Medical Evidence in Litigation

By Brian McCaffrey

The need to obtain and correctly use medical records is not limited to the personal injury lawyer or the medical malpractice attorney. Recently, one of my colleagues, who is an estate lawyer, successfully used medical records to prove that a transfer of real estate was invalid owing to the medical incompetence of one of the parties involved. In another example, a tax attorney used medical records to prove that his client lacked the mental capacity for fraud. And yet another colleague, an entertainment lawyer, successfully used medical records to disprove an insurance company’s claim that his client was well aware of a disqualifying medical condition. No matter what area of law you practice, the time will come when the ability to obtain and use medical records will be crucial for the representation of your client.

Obtaining Medical Records

Once you have determined that a person’s medical history and medical records may be useful for your case, the first thing you must do is acquire a complete copy of the records.

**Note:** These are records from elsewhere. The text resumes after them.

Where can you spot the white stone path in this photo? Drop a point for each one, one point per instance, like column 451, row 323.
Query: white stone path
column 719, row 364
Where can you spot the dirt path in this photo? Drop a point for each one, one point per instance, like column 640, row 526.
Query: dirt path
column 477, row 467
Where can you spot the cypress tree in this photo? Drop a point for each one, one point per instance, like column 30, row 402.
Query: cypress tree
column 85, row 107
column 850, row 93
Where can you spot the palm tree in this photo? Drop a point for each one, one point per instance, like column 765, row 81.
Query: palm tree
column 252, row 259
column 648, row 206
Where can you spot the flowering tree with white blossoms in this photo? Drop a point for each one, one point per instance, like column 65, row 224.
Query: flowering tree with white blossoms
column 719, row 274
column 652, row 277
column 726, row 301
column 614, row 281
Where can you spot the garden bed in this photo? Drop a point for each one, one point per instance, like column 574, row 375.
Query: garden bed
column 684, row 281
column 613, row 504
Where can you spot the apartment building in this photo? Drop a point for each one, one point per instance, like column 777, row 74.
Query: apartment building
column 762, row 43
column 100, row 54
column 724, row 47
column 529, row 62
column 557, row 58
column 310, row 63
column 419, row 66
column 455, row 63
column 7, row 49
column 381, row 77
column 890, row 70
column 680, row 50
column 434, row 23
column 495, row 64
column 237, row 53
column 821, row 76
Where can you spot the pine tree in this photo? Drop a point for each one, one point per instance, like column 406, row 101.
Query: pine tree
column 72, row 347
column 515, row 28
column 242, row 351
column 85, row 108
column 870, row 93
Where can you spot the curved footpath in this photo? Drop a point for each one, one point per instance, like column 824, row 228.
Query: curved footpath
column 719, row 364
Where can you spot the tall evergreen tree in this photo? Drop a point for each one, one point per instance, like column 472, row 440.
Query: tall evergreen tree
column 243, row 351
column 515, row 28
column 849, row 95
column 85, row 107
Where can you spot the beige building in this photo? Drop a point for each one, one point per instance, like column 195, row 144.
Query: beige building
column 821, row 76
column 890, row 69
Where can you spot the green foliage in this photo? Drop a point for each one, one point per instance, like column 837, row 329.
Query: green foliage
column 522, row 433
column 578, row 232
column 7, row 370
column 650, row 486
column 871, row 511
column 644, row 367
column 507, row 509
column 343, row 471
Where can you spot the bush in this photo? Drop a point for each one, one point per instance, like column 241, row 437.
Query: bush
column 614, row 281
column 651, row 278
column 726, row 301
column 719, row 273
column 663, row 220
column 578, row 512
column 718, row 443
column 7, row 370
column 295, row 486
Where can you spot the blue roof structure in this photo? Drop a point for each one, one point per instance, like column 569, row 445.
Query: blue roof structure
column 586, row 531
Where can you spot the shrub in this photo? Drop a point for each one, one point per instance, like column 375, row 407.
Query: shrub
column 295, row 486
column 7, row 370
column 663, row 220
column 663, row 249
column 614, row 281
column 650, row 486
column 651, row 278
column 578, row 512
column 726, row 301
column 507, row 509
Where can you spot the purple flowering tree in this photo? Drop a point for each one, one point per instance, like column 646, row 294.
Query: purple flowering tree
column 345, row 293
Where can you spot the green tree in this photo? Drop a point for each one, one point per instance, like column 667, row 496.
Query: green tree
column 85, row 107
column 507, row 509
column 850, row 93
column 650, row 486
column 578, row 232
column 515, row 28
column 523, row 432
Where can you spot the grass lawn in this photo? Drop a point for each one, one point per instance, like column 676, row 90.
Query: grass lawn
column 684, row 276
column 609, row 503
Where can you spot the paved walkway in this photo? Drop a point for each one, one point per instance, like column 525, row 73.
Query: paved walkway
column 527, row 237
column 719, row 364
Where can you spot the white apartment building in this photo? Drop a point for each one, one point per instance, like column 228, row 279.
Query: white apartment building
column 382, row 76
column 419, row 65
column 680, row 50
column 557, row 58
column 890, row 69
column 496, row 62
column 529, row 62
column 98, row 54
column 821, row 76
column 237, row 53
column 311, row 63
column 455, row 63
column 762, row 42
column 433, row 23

If the person whose records you are trying to obtain is your client, the process is fairly easy. The client, or the client’s relatives, will be able to tell you which health care organizations (e.g., hospitals, doctors’ offices, clinics, etc.) provided the treatment, and you can proceed to obtain those records in a relatively informal matter. If the records belong to an adversary or a non-party, however, you will need to rely on a court proceeding to obtain the information or obtain it through regular discovery in the lawsuit or pre-suit disclosure.

Regardless of whose records you are trying to obtain, you must submit a form that complies with the Health Insurance Portability and Accountability Act (HIPAA). Under HIPAA patients and their legal and authorized representatives are entitled to review medical records pertaining to their own medical treatment. I normally prefer to have my clients attempt to obtain their own medical records because requests from patients themselves do not set off all the bells and whistles at the health care organizations that a letter from an attorney does. Once you have rung that bell, you will need to deal with excruciating delays and the possibility that defensive entries will now be made in the records.

Believe it or not, I have found that health care organizations still will ask for a HIPAA form even when it is the patients themselves requesting information. Most bar associations have, in cooperation with the medical community, agreed upon standard HIPAA authorization forms. For example, in New York State, the approved HIPAA form can be found in the supreme court section of www.courts.state.ny.us/attorneys/forms.shtml.

Every request for the release of medical records must follow certain guidelines:

1. The request should be written on letterhead stationery if it is a request from an attorney, or it must contain the complete name and address of the patient if the request comes directly from the patient.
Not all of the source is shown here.